Despite being positioned in the center of a turbulent region and having a history of being particularly vocal for a monarchy, Jordan is now known as an oasis in the Middle East that remained stable throughout the Arab Spring. While many factors have contributed to this identity and stability, this research examines specifically the hesitancy among Jordanians to protest. S.E. Finer published the concept of the façade-democracy in 1971. A façade-democracy is a government that uses democratic principles and ideals to further the interests of those in power, rather than the wants and needs of the people participating in these democratic institutions. Finer identified Jordan as a façade-democracy in 1971, and this classification was reanalyzed in 1993 by Beverley Milton-Edwards. She found that while Jordan had reinstated its’ constitution and made minor reforms, these reforms were not aimed at creating a fuller democracy for the people. Therefore, Jordan was identified as a façade-democracy in 1971 and 1993, but is this a proper title for the Hashemite Kingdom now? Is the lack of protest in Jordan a signifier of a façade-democracy?
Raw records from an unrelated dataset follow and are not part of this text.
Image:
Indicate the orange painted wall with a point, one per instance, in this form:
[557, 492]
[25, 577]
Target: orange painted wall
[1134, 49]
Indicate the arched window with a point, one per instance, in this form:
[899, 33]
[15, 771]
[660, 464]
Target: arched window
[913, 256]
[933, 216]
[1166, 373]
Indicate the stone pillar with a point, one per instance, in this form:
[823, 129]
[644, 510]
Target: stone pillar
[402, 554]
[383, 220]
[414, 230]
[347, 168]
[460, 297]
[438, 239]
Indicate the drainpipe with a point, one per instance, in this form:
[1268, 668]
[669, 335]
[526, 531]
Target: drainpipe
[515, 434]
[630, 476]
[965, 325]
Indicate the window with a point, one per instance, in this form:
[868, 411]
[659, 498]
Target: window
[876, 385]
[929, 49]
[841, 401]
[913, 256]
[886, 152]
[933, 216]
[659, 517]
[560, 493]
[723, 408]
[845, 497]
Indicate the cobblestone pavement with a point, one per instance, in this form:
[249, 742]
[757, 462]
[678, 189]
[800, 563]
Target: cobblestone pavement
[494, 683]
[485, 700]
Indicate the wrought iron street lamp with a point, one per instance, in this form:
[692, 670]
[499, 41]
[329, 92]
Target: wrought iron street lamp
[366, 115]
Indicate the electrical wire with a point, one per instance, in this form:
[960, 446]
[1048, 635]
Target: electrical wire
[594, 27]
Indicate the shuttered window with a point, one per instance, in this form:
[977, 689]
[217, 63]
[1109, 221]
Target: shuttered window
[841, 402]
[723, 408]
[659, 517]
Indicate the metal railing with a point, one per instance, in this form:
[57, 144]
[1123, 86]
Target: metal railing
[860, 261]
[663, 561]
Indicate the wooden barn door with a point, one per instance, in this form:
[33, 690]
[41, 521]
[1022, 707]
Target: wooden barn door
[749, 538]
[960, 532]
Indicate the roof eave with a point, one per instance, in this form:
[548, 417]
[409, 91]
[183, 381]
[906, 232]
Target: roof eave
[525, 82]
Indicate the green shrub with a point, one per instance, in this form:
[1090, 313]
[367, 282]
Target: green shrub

These questions will be analyzed by exploring the reasons contributing to the hesitancy to protest as well as how Jordanians are expressing their grievances if they are not doing so through major protest. Based on this analysis, an argument will be made about whether or not Jordan can be accurately identified as a façade-democracy. The expected results from this analysis are that looking through the lens of protest, or lack there of, Jordan is a façade-democracy.